Deux femmes dans la rangée devant se sont retournées et nous ont fait taire : le spectacle commençait. Golan a chanté avant-dernier. Parmi celles à interpréter devant elle : une ode autrichienne aux joies de la rave ; un hymne populaire azerbaïdjanais à l’indépendance des femmes ; et une réminiscence d'opéra danois sur l'amour perdu. C'était vif, joyeux, très écoutable – à une exception peut-être pour le Alice au pays des merveilles-creamo inspiré de Saint-Marin.

Avant que Golan ne monte sur scène, une fan turque assise près de moi a dit, avec assurance, qu'il était prévu de commencer à crier « Palestine libre » dix secondes après le début de sa performance ; si c'est arrivé, je ne l'ai pas entendu. Des huées ont éclaté, particulièrement à la fin, lorsque Golan a brièvement chanté en hébreu. Mais dans l’ensemble, les acclamations et les applaudissements les ont noyés.

Jouni Pihkakorpi. Photo de Talya Zax

Jouni Pihkakorpi, la Finlandaise aux drapeaux israélien et estonien, avait raison sur le sort du Golan à l'Eurovision : elle est devenue l'une des 10 candidates jeudi, sur 16, qualifier pour la Grande Finale de samedi soir. De nouveaux applaudissements ont accueilli Golan lors d'une conférence de presse d'après-spectacle – après quelques commentaires pointus de ses collègues candidats.

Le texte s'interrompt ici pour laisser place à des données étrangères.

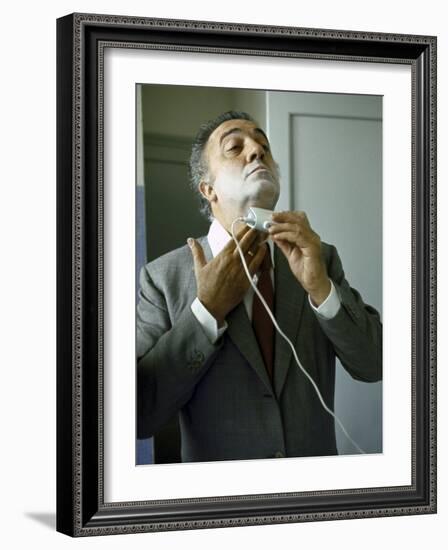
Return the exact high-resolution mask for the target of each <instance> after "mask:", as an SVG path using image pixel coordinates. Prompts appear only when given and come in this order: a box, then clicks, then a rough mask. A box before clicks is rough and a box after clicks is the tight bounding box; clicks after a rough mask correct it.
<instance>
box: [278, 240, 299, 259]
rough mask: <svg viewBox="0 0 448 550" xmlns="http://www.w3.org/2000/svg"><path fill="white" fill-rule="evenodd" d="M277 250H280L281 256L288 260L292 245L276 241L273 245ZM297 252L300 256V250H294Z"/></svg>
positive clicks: (292, 248) (298, 249) (282, 241)
mask: <svg viewBox="0 0 448 550" xmlns="http://www.w3.org/2000/svg"><path fill="white" fill-rule="evenodd" d="M275 244H276V245H277V246H278V247H279V248H280V250H281V251H282V252H283V254H284V255H285V257H286V259H288V257H289V255H290V254H291V250H292V249H293V245H291V244H290V243H287V242H285V241H276V243H275ZM296 250H297V252H298V253H299V254H301V252H300V248H296Z"/></svg>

Dons – prénommé Artūrs Šingirejs – le premier représentant letton à se qualifier pour la finale depuis 2016, a terminé sa réponse à une question en disant : « Chaque pays du monde mérite d'être libre ». Une vague d'acclamations et de piétinements envahit la salle ; Golan, assis au bout d'une très longue table derrière laquelle étaient rangés tous les candidats qualifiés, a esquissé un petit sourire avant de reprendre un air de stoïcisme total.

Ensuite, Joost Klein des Pays-Bas – dont le rap rave sincère « Europapa », une ode à son père décédé, a fait de lui un favori des fans – a répondu à une question de savoir si les chansons peuvent véritablement unir un continent en disant que la question serait une bonne idée. un pour l'Union européenne de radiodiffusion, qui gère l'Eurovision. L’idée – que l’UER pourrait gagner à reconsidérer les politiques qui ont permis la participation controversée d’Israël cette année – était claire.

Mais Golan, le dernier candidat à répondre aux questions, a eu le dernier mot. Le modérateur de la conférence de presse lui a répondu qu'elle n'avait pas besoin de répondre à une question d'un écrivain polonais lui demandant si elle craignait d'avoir mis les autres participants en danger en venant à l'Eurovision en tant que représentante d'Israël. Golan sourit et donna une réponse typiquement calme.

« Je pense que nous sommes tous ici pour une seule et unique raison », a-t-elle déclaré : chanter. Cue, de la part du contingent de fans et de médias, acclamations sauvages.

Pour Golan et ses fans, c'était la fin tardive d'une soirée de défis et de triomphes. Pendant le spectacle, il avait plu dehors. En retournant au train, j'ai croisé des milliers de petits drapeaux palestiniens posés sur le trottoir à l'extérieur de l'arène, piétinés et mouillés.